もう一人の方は、ユートの顔見知りである。彼は、あっという間に二人の仲間を倒されて、ひるんだように足を止めた。止めて、ちょっとの間、行こうか行くまいか迷うように、小刻みなステップインとアウトを繰り返していたが、
「なにしてやがる、さっさと行け、モキチ!」
というリーダーの声に背を打たれる格好で、雄たけびめいた声を上げると、リムウに突進してきた。
モキチの後ろに、リーダーがいる。
どうやらモキチを犠牲にして隙を作り、自分の攻撃を成功させようという腹である。
「わたし、ああいうことするヤツが一番キライ。リーダーだったら、自分がいっとう前に出るべきよ」
のちにサヤはこのときのリーダーのふるまいについて、そう言って憤った声を上げた。
結果から言えば、リーダーの行動は何ら実を結ばなかった。
リムウは、突進してきたモキチを、かわすでもなく受け止めるでもなく、自ら距離を詰めて体当りをした。リムウの体は、小柄なユートより大きいというくらいのもので、大した迫力もない。にもかかわらず、体当りでモキチをふっ飛ばし、ふっ飛ばしたモキチをぶつけてリーダーの男を吹き飛ばしてみせるというたくましさを見せた。地面に後ろ手をつく二人。
しりもちをついたモキチの頬に、打ちおろしの掌底。
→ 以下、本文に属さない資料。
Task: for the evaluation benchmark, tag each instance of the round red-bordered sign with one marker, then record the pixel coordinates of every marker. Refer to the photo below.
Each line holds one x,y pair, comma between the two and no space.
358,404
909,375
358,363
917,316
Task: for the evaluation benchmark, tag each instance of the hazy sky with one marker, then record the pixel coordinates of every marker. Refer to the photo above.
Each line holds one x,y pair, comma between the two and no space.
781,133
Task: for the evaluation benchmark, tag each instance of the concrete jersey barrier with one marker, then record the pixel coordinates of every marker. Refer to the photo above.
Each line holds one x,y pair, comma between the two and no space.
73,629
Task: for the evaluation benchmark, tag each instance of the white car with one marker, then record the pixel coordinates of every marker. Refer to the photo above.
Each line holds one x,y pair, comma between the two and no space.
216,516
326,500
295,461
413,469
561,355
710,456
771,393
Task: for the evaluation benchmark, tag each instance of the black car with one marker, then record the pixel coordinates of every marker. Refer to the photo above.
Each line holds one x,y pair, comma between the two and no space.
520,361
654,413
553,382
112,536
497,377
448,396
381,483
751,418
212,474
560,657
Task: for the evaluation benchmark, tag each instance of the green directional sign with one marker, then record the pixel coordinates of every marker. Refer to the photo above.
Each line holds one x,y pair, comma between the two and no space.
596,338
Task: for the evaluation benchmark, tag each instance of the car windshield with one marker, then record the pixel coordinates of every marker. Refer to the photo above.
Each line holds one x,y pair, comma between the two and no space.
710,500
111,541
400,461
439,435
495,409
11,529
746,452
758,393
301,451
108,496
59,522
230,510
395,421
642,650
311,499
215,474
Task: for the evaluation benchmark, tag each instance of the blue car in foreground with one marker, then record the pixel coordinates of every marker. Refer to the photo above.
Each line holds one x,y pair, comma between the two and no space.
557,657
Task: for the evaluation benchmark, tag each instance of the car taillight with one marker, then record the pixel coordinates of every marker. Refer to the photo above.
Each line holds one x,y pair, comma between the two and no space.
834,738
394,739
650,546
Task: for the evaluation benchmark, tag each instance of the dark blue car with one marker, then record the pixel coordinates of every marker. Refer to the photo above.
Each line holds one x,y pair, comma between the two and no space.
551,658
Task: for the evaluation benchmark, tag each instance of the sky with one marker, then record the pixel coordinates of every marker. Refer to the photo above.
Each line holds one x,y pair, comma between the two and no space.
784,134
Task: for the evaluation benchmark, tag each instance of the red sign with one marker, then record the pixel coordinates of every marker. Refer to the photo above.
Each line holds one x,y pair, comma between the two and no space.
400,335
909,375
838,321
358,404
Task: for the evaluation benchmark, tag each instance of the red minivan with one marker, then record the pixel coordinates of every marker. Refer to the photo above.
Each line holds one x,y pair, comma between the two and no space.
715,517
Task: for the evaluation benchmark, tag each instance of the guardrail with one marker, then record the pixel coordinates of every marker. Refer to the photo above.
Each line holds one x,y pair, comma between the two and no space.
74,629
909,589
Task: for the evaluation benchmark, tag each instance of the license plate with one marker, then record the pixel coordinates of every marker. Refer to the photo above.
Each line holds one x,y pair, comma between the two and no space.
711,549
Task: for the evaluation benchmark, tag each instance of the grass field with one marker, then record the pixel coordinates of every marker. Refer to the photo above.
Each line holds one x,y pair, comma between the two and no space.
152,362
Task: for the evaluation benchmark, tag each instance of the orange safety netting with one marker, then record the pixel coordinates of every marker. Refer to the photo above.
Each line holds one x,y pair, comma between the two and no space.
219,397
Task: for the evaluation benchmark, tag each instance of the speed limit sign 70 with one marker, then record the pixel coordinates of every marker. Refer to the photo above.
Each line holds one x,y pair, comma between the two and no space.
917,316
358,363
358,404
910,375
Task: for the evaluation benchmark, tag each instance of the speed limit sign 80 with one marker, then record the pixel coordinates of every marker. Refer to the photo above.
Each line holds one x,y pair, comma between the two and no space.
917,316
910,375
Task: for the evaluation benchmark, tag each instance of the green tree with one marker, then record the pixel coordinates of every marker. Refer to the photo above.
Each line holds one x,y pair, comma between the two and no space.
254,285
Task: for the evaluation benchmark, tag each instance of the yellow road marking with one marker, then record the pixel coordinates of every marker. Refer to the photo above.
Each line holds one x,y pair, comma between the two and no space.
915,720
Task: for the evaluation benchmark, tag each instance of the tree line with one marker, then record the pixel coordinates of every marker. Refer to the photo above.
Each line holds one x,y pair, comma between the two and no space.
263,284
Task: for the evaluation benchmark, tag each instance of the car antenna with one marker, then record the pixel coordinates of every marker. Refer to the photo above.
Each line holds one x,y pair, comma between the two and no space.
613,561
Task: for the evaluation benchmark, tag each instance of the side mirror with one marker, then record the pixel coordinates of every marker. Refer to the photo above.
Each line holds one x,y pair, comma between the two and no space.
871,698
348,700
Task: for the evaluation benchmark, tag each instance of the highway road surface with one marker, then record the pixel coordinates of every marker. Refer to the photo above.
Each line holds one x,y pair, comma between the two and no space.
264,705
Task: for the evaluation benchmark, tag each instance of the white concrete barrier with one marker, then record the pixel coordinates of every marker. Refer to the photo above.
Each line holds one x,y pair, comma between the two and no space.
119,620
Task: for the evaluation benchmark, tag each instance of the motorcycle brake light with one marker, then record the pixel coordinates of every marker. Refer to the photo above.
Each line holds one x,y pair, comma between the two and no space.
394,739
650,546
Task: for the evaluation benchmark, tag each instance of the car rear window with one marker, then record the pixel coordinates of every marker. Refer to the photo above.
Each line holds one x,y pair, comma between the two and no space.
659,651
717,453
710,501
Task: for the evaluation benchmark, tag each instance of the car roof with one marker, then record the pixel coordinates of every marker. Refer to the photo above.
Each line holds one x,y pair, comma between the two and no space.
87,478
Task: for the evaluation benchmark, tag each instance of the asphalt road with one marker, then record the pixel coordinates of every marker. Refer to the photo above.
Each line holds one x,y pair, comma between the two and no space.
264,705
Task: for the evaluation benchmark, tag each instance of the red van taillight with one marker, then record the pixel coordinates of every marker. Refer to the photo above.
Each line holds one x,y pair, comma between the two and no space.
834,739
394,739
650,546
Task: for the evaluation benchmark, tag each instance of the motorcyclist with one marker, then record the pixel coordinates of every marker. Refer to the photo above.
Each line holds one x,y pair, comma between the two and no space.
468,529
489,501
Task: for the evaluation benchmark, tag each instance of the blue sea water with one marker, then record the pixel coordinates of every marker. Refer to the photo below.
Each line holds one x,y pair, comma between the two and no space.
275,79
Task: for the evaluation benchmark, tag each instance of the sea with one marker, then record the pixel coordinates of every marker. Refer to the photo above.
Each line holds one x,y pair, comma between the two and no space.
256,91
打たれた首がぐるんと半回転し、モキチ沈黙。
その間に立ち上がることができたリーダーだったが、せっかく立ち上がったのにも関わらず、すぐに地に両膝をつけることになった。リーダーが立ち上がった瞬間、リムウがその横っ腹を殴ったのである。リーダーは、吐きそうな顔になって、くずおれた。
一対四の戦闘は、またたくまに、呆気なく終了した。
その呆気なさとはすなわち、リムウと男たちとのレベルの差に他ならない。
ユートは、冒険者レベルBの強さを確認して、そうして、それはおそらくリムウの実力の一端に過ぎないということを感じて、唖然とするだけだった。ぼーっとしたユートの目に、リムウがリーダーの肩をとんとんと叩くのが見えた。